00:16:01.080 We can automate generating contracts that provide clarity on parameter types and return values for functions. Through the creation of dependency graphs, this further aids in understanding data flows within methods.

00:16:48.400 By merging type information across different method call instances, we enhance clarity and create visual models, given that similar inputs produce common outcomes. We can develop a finite automaton model that visualizes return types based on input parameters.

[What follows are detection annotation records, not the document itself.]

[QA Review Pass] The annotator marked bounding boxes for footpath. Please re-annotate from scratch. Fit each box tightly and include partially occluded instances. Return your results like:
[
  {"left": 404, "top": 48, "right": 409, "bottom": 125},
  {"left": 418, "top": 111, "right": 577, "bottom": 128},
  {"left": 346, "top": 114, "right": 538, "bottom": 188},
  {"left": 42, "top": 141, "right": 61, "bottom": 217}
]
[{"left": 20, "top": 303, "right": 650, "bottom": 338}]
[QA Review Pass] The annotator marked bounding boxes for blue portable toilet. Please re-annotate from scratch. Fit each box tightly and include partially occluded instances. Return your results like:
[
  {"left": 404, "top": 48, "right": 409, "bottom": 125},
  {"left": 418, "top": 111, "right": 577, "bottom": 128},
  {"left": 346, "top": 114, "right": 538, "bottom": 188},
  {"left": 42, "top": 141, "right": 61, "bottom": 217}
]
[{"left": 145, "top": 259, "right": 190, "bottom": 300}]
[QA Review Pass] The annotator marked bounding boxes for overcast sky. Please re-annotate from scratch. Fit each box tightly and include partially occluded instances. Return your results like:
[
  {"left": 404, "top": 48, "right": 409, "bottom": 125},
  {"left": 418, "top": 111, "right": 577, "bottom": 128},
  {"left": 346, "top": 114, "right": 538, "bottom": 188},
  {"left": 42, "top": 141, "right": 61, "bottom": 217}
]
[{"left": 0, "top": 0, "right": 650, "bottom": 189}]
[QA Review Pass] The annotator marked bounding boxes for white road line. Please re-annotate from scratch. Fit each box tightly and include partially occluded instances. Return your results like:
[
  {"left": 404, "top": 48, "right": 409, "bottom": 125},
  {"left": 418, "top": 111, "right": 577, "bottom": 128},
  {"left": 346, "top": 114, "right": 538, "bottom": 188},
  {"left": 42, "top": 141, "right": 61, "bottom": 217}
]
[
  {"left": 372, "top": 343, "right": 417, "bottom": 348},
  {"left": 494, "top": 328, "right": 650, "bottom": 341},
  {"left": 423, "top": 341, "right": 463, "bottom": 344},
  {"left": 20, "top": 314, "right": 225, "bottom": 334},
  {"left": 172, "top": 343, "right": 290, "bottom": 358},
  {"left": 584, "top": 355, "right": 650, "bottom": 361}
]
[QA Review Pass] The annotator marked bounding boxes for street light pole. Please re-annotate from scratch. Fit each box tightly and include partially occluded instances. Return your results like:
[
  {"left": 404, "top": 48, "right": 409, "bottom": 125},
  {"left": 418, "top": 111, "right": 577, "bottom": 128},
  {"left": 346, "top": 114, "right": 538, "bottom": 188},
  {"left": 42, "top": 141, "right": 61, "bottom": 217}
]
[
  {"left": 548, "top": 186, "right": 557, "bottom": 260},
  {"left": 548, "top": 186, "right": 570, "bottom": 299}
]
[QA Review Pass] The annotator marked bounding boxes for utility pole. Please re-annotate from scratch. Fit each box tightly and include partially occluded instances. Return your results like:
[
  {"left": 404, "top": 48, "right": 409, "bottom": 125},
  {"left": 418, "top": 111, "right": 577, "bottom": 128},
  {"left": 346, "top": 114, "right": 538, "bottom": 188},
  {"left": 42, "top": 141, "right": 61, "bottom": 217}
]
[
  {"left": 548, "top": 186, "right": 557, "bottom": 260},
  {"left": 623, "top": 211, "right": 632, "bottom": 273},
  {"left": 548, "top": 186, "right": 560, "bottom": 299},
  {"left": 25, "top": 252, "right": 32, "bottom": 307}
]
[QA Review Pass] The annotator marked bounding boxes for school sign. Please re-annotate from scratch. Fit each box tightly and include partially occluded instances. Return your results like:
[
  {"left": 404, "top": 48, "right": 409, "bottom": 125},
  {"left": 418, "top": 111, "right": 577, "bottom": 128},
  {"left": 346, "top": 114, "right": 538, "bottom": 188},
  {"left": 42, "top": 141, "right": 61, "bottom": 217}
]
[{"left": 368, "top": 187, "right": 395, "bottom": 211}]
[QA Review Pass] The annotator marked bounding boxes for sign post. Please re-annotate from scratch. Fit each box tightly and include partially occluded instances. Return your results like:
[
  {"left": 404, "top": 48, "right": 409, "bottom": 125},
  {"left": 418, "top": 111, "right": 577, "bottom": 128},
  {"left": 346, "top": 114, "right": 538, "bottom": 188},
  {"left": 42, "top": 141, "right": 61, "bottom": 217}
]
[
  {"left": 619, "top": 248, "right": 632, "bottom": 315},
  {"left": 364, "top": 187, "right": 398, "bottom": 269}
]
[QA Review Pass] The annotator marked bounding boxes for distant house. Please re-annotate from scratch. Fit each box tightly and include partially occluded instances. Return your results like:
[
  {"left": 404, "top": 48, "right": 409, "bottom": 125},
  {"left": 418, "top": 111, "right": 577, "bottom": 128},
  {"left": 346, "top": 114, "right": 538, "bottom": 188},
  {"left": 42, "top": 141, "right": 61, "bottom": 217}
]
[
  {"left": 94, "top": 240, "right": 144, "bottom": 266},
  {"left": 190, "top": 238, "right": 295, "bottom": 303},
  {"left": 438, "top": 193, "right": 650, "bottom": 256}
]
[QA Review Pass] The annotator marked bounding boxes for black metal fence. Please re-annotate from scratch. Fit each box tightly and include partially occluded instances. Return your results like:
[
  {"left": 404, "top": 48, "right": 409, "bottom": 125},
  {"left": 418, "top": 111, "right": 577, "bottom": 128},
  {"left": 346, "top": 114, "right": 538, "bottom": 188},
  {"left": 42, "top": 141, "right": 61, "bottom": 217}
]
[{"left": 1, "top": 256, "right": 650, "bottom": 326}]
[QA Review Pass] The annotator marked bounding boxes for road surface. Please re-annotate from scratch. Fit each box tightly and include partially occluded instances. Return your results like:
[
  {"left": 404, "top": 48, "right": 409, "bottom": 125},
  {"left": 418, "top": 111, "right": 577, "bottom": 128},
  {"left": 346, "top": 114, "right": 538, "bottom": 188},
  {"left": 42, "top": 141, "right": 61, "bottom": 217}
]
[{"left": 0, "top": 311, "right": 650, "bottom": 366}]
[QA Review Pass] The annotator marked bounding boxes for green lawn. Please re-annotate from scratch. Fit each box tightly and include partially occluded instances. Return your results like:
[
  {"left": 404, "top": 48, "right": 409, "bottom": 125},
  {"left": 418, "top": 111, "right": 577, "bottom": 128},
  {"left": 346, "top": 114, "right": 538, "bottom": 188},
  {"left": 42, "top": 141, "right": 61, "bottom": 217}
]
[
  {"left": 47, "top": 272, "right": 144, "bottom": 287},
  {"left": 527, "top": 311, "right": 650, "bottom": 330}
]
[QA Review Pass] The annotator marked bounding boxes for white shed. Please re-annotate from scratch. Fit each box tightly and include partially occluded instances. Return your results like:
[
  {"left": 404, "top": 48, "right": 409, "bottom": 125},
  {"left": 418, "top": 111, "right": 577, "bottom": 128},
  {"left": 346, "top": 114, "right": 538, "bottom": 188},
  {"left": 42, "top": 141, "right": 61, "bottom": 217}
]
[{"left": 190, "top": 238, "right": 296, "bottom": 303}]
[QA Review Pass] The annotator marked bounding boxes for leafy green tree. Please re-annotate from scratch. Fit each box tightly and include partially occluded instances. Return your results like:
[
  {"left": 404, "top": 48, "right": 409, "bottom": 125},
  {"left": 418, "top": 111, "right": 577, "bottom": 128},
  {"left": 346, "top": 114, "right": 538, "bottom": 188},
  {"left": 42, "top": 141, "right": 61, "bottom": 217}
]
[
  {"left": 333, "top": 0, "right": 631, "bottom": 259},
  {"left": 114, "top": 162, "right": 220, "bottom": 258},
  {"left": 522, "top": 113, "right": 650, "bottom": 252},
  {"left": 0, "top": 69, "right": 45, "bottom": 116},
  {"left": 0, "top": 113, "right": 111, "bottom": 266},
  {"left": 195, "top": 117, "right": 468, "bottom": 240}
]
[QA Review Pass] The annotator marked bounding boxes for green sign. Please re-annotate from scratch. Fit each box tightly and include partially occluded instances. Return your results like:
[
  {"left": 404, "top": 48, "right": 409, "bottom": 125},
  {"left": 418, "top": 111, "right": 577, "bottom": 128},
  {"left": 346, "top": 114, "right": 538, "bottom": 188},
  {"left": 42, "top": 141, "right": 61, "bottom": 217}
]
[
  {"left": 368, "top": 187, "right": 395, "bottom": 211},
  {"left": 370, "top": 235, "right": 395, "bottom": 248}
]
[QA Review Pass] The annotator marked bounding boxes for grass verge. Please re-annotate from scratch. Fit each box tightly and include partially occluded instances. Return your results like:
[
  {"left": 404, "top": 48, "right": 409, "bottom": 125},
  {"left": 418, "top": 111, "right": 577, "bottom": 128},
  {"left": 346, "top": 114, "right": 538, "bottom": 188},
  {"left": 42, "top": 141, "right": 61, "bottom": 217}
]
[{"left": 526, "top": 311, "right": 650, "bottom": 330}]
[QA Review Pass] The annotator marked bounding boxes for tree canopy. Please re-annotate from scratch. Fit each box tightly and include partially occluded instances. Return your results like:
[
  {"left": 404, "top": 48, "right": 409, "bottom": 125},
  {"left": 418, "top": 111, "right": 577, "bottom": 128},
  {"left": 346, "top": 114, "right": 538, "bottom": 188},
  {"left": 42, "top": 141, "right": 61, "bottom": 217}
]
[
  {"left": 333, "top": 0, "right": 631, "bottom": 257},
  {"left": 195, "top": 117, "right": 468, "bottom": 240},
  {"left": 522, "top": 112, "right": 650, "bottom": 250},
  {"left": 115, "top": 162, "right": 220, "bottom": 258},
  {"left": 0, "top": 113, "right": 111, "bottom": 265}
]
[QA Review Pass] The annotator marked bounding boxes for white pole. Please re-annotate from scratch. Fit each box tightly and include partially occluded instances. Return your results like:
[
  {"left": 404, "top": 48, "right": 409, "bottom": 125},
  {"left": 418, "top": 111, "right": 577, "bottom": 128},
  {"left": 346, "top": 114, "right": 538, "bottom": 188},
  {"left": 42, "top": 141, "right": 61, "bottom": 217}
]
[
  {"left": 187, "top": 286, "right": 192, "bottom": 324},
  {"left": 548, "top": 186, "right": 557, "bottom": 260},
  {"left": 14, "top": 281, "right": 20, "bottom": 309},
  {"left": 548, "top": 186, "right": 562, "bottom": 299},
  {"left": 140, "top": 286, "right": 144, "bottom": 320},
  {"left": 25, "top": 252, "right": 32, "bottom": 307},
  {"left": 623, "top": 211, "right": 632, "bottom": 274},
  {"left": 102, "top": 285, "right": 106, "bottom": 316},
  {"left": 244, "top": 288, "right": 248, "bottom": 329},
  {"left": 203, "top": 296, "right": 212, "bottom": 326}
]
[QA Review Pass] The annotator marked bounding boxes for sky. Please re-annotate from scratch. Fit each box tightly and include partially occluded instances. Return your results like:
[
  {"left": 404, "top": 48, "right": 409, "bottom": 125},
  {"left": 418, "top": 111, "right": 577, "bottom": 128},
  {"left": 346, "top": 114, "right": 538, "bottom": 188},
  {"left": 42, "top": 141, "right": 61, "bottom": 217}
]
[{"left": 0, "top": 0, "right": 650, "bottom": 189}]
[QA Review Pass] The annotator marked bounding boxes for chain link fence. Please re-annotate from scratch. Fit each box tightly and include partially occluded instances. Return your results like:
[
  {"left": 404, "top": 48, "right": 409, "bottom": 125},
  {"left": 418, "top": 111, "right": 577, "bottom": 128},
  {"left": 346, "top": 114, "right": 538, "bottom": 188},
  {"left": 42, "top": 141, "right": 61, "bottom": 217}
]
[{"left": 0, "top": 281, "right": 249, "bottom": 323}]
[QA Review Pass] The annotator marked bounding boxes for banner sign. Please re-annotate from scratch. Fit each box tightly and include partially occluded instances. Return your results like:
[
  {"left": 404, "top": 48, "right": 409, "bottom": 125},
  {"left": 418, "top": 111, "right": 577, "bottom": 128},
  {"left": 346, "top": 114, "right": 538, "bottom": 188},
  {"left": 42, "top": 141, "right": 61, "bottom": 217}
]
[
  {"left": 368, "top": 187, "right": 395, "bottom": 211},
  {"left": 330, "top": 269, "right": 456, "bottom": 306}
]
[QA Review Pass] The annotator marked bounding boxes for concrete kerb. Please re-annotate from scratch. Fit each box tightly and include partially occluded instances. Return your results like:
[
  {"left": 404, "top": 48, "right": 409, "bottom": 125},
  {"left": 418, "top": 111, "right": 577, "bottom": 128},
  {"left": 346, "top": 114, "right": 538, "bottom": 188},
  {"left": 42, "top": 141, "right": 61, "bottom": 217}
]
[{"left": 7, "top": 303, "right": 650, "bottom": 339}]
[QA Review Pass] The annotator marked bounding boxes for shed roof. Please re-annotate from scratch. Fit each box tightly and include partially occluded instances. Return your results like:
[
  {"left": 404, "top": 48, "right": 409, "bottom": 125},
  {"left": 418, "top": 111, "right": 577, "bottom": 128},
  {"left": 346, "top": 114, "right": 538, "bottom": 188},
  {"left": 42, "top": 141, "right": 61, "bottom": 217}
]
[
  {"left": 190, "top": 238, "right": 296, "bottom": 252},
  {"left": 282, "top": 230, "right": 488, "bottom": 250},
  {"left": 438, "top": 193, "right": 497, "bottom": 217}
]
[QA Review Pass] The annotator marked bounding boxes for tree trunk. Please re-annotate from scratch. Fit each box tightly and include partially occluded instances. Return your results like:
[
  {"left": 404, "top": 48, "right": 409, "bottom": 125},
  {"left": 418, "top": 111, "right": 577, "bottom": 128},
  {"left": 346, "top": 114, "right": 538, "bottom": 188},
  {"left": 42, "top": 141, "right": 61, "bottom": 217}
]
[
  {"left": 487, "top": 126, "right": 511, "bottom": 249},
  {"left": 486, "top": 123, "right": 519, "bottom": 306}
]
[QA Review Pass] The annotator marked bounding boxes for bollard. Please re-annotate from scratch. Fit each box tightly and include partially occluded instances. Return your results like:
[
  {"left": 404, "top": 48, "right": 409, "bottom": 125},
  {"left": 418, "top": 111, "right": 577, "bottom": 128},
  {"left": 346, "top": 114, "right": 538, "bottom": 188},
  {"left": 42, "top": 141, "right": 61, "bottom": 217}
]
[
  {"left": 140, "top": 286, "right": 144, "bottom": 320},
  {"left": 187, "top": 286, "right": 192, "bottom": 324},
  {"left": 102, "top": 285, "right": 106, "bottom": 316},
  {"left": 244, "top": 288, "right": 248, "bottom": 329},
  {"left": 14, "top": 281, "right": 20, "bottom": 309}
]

00:17:57.340 Creating a comprehensive automaton simplifies type resolution, and by minimizing the number of states, we enhance efficiency in understanding method behavior, even when the same type is used for different parameters.

00:18:59.020 For corner cases, introducing reference types for parameters allows us to track types that are inherently linked. Post-minimization, we can refine our types and understand methods far better.

00:19:59.400 During practical tests, we unravel how particular methods iterate through various test cases, examining behavior and output generation for a range of inputs. The manual annotations help illuminate the underlying logic.

00:20:59.720 Adding additional cases and generating contracts based on function calls gives rise to a method of compiling libraries with type annotations. This process allows for further refinement, resulting in utility within production environments.

00:22:45.020 Ultimately, this systematic method aims to create a global library annotation network, capturing vital runtime information from various applications to enhance the overall ecosystem.

00:23:24.180 The crucial elements for annotation pertain primarily to libraries we utilize and relevance across teams. By pooling testing data from various environments, we can address gaps, improve understanding, and form comprehensive annotations.

00:24:50.010 Now, I encourage developers to consider how this might assist in your own projects and endeavors. Generating value from testing and integrating observed patterns allows us to enhance existing Ruby tools and promote collaborative enhancement across our community.

00:25:45.390 This project is a small step towards mitigating some of the issues facing dynamic languages, particularly Ruby. The essence of improving developer happiness stems from both the language and the tools that we employ.

00:27:08.770 Thank you for your attention. Are there any questions?

00:28:07.250 Someone asked about the Ruby 3 project and optional types. While gradual typing may not appear in Ruby 3, this project aims to facilitate transforming existing projects into annotated ones.

00:28:31.670 Another question pertained to handling libraries callable with an endless number of classes. The strategy would be to use wildcards for diverse class distributions, enabling flexibility in the type system.

00:29:57.600 We are looking to implement duck typing systems in cases where classes share method structures. Utilizing runtime data will enhance our understanding of how interfaces can be dynamically defined and utilized.

00:30:43.360 Thank you all once again for your questions and for being part of this presentation.